Hierauf sollten Sie beim Kauf eines Curcumin-Präparats achten:

  • Erhöhte Bioverfügbarkeit der Gesamtcurcuminoide
  • Keine unnötigen oder problematischen Zusatzstoffe (z.B. Aromen, Magnesiumsalze der Speisefettsäuren, Phosphate)
  • Relative Bioverfügbarkeit des Tetrahydrocurcumins
  • Bioverfügbarkeit des Curcumins im Blutplasma nach einer Stunde

1 Chassaing, B. et al.: Dietary emulsifiers impact the mouse gut microbiota promoting colitis and metabolic syndrome. March 2015. Nature, DOI: 10.1038/nature14232

2 Viennois, E. et al.: Dietary Emulsifier-Induced Low-Grade Inflammation Promotes Colon Carcinogenesis. Cancer Res. 2017 Jan 1;77(1):27-40. doi: 10.1158/0008-5472.CAN-16-1359. Epub 2016 Nov 7.

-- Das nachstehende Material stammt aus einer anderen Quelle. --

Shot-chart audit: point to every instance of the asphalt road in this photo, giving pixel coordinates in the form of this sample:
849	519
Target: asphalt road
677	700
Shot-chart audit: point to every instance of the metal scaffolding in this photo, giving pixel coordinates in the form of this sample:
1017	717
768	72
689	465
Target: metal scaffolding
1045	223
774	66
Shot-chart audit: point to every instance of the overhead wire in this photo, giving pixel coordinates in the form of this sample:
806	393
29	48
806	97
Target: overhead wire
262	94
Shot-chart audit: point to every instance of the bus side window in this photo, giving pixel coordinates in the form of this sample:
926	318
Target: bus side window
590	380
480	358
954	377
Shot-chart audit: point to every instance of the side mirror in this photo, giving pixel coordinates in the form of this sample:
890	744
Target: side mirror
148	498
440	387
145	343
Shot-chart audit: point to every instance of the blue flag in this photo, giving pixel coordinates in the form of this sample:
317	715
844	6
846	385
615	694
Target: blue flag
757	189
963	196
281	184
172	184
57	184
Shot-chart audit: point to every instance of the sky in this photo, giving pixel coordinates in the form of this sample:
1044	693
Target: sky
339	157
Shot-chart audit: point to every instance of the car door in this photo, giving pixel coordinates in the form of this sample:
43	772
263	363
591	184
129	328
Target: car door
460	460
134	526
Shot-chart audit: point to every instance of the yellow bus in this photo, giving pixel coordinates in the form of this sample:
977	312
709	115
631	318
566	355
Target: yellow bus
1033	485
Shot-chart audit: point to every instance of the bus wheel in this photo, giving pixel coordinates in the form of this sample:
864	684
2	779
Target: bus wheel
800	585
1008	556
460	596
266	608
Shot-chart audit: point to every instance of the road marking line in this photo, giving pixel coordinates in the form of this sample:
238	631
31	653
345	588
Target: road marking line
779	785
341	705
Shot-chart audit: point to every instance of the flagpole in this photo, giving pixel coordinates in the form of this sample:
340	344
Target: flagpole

3 Rönnau, A.C. et al: Anaphylaxis to polyvinylpyrrolidone in an analgesic preparation. Br J Dermatol. 2000 Nov;143(5):1055-8.

4 Adachi A. et al.: Anaphylaxis to polyvinylpyrrolidone after vaginal application of povidone-iodine. Contact Dermatitis. 2003 Mar;48(3):133-6.)

5 Hundshammer C, et al: Enhanced metabolic bioavailability of tetrahydrocurcumin after oral supplementation of a g-cyclodextrin curcumin complex Journal of Functional Foods 79 (2021) 104410

6 Purpura et al.: (2017). Analysis of different innovative formulations of curcumin for improved relative oral bioavailability in human subjects. European Journal of Nutrition.